Kafka Loader Overview
Kafka is a popular pub-sub system in enterprise IT, offering a distributed and fault-tolerant real-time data pipeline. The Kafka Loader lets you integrate TigerGraph with a Kafka cluster and speed up your real-time data ingestion. The Kafka Loader is easily extensible using the many plugins available in the Kafka ecosystem.
The Kafka Loader consumes data in a Kafka cluster and loads data into the TigerGraph system.
Architecture
From a high level, a user provides instructions to the TigerGraph system through GSQL, and the external Kafka cluster loads data into TigerGraph’s RESTPP server.

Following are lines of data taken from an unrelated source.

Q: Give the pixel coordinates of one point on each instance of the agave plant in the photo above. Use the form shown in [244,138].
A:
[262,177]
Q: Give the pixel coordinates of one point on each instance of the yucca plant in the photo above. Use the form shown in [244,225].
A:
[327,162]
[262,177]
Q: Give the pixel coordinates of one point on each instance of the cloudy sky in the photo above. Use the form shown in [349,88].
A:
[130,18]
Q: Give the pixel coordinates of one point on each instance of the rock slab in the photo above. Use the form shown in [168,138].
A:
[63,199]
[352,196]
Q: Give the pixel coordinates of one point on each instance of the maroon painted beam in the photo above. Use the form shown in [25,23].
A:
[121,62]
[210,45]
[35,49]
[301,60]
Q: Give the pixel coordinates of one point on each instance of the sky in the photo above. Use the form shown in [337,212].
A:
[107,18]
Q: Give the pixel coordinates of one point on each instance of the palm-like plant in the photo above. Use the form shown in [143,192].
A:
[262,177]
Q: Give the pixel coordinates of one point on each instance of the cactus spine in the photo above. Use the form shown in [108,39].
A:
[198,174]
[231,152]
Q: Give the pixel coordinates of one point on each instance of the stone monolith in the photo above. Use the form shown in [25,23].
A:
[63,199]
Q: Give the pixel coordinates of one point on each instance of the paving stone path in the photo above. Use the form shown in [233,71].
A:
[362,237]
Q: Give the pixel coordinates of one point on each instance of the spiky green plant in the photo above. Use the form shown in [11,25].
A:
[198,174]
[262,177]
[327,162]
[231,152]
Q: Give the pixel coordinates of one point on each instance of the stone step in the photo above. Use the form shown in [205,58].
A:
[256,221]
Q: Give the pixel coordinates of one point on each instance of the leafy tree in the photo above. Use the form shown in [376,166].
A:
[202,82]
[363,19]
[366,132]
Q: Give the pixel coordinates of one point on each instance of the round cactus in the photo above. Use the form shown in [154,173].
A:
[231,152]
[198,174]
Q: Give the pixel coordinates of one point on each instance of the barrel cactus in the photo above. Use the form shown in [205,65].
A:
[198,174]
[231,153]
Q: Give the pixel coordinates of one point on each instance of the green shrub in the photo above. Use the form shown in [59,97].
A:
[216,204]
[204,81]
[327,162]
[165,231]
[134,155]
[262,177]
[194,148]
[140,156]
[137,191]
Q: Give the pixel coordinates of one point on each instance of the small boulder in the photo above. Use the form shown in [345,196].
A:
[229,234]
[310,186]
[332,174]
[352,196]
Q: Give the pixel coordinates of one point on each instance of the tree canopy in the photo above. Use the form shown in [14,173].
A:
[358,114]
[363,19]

The following diagram demonstrates the Kafka Loader data architecture.

The Kafka loader doesn’t use consumer groups, and therefore doesn’t support HA. If a loading job is interrupted, you need to manually resume the loading job. A resumed job picks up from where it was stopped before and will not consume messages that have already been consumed. |
Supported file formats
-
CSV
-
JSON
-
Avro (when sourced from an external Kafka cluster)
NULL is not a valid input valid.
TigerGraph does not store NULL values. Therefore, your input data should not contain any NULLs. |
If the Kafka loader fails to parse messages due to formatting issues, the Kafka Loader skips the messages the fail to be parsed.